A systematic literature search of the past decade (PubMed, Scopus, Web of Science) identified experimental, animal, and early‑phase clinical studies that elucidated the molecular mechanisms of major phytochemicals, including curcumin, epigallocatechin‑3‑gallate (EGCG), resveratrol, genistein, and sulforaphane. The review categorizes their actions into four principal domains: (1) antimutagenic and antioxidant activity, (2) antiproliferative and pro‑apoptotic effects, (3) modulation of oncogenic signaling pathways, and (4) immunomodulation of the tumor microenvironment.

1. Antimutagenic/Antioxidant Effects – Phytochemicals scavenge reactive oxygen species (ROS) and up‑regulate the Nrf2‑ARE antioxidant response, thereby reducing DNA damage and mutagenesis in the early stages of carcinogenesis. Studies show that sulforaphane and EGCG increase glutathione levels and inhibit lipid peroxidation, providing a biochemical shield against genotoxic insults.

2. Antiproliferative/Pro‑Apoptotic Mechanisms – These agents induce cell‑cycle arrest primarily at the G1/S checkpoint by up‑regulating p21, p27, and p53 while down‑regulating cyclin‑D1 and CDK4/6. They also trigger intrinsic apoptosis through mitochondrial outer‑membrane permeabilization, caspase‑3/7 activation, and a shift in the Bcl‑2/Bax ratio. Curcumin and resveratrol have been shown to activate both intrinsic and extrinsic death pathways, enhancing tumor cell susceptibility to programmed cell death.

3. Signal‑Pathway Modulation – Phytochemicals simultaneously target several oncogenic cascades. Curcumin inhibits IκB kinase, suppressing NF‑κB nuclear translocation and downstream inflammatory cytokines (IL‑6, TNF‑α). EGCG blocks PI3K/Akt signaling, reducing survival and proliferation signals. Resveratrol activates SIRT1, leading to p53 de‑acetylation and improved DNA repair. Genistein and sulforaphane interfere with MAPK pathways (ERK, JNK, p38) and STAT3 activation, thereby attenuating angiogenesis, metastasis, and epithelial‑mesenchymal transition. The multi‑target nature reduces the likelihood of resistance that commonly arises with single‑target agents.

4. Immunomodulatory Effects – By re‑educating tumor‑associated macrophages from an M2 (pro‑tumor) to an M1 (anti‑tumor) phenotype, phytochemicals lower the immunosuppressive milieu. They increase Th1‑type cytokines (IL‑12, IFN‑γ) and decrease IL‑10, enhancing natural killer (NK) cell cytotoxicity and CD8⁺ T‑cell surveillance. This immune‑boosting capacity complements their direct cytotoxic actions and may improve responses to immunotherapies.

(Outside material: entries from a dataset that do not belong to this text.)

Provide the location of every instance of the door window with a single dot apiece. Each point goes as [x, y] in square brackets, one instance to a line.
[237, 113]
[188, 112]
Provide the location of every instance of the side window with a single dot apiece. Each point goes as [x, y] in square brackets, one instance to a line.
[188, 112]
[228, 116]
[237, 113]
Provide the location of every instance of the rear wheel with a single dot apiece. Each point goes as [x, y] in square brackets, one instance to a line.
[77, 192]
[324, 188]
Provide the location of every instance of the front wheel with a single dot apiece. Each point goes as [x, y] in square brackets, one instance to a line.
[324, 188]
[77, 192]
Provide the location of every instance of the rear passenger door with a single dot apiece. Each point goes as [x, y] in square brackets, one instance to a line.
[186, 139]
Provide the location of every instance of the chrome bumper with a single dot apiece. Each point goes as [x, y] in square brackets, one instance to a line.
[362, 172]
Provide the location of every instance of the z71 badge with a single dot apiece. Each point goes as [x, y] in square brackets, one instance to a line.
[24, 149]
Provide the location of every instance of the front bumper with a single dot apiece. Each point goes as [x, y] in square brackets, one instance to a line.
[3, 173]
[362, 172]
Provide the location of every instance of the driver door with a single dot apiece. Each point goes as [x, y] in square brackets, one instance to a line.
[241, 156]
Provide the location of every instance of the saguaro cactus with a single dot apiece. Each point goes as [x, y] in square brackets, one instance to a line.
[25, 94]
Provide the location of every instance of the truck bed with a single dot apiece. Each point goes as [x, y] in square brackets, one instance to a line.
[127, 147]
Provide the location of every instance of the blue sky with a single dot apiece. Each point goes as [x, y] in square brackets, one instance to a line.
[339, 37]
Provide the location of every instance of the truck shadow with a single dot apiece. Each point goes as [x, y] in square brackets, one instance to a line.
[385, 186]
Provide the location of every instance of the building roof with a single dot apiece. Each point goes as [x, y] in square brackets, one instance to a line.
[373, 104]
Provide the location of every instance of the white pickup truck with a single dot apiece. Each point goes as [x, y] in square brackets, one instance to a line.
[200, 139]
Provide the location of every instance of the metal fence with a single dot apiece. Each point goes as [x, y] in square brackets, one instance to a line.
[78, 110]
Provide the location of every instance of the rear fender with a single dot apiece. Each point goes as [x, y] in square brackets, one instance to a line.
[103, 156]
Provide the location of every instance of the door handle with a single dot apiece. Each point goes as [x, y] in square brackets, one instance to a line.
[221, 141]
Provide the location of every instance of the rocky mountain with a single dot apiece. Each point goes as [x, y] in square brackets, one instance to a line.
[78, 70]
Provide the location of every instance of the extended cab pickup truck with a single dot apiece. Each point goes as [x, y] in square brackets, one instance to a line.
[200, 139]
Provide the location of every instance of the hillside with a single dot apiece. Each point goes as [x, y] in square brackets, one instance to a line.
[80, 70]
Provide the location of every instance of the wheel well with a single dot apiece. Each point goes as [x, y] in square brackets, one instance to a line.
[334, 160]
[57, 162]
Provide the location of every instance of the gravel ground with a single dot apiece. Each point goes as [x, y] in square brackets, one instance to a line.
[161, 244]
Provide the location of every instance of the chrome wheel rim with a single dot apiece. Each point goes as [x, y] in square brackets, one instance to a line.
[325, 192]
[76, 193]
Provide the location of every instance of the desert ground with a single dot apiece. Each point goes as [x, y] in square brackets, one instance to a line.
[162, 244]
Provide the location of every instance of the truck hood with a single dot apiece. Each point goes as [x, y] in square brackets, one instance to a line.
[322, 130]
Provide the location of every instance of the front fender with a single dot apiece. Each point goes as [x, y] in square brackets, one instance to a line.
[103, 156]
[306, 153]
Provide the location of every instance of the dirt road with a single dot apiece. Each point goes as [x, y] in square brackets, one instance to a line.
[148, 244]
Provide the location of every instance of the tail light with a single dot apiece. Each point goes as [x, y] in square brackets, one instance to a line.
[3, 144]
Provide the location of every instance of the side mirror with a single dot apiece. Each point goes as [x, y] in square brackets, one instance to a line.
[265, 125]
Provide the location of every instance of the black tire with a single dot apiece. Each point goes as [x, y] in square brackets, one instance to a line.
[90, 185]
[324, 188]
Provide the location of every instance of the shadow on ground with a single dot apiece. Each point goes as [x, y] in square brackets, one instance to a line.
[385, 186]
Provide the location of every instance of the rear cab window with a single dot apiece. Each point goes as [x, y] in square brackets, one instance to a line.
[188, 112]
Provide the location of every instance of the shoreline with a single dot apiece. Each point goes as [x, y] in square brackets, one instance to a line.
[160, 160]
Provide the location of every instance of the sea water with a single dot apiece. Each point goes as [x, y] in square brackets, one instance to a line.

The review also discusses major translational challenges. Most phytochemicals suffer from poor oral bioavailability, rapid metabolism, and limited tissue distribution, which impede achieving therapeutically relevant plasma concentrations. High doses required for efficacy can cause gastrointestinal discomfort or paradoxical pro‑oxidant effects. To overcome these barriers, the authors highlight nanocarrier systems (liposomes, polymeric nanoparticles, solid lipid nanoparticles) and pro‑drug strategies that improve stability, absorption, and targeted delivery.

Clinical evidence remains preliminary. Small Phase I/II trials with curcumin, EGCG, and sulforaphane have demonstrated safety and modest biomarker modulation (e.g., reduced Ki‑67, lowered circulating inflammatory markers), but definitive proof of cancer incidence reduction is lacking. The authors advocate for well‑designed, randomized controlled trials that incorporate pharmacokinetic monitoring, biomarker‑driven patient selection (e.g., specific oncogenic mutations), and combination regimens with standard chemotherapeutics or immune checkpoint inhibitors.

In conclusion, phytochemicals represent a promising class of multi‑target, low‑toxicity agents capable of intervening at several stages of carcinogenesis. Their ability to modulate oxidative stress, cell‑cycle control, key oncogenic pathways, and the immune microenvironment positions them as attractive candidates for chemoprevention and adjunctive cancer therapy. Realizing this potential will require advances in formulation science, rigorous clinical validation, and integration of molecular biomarkers to identify responsive patient populations.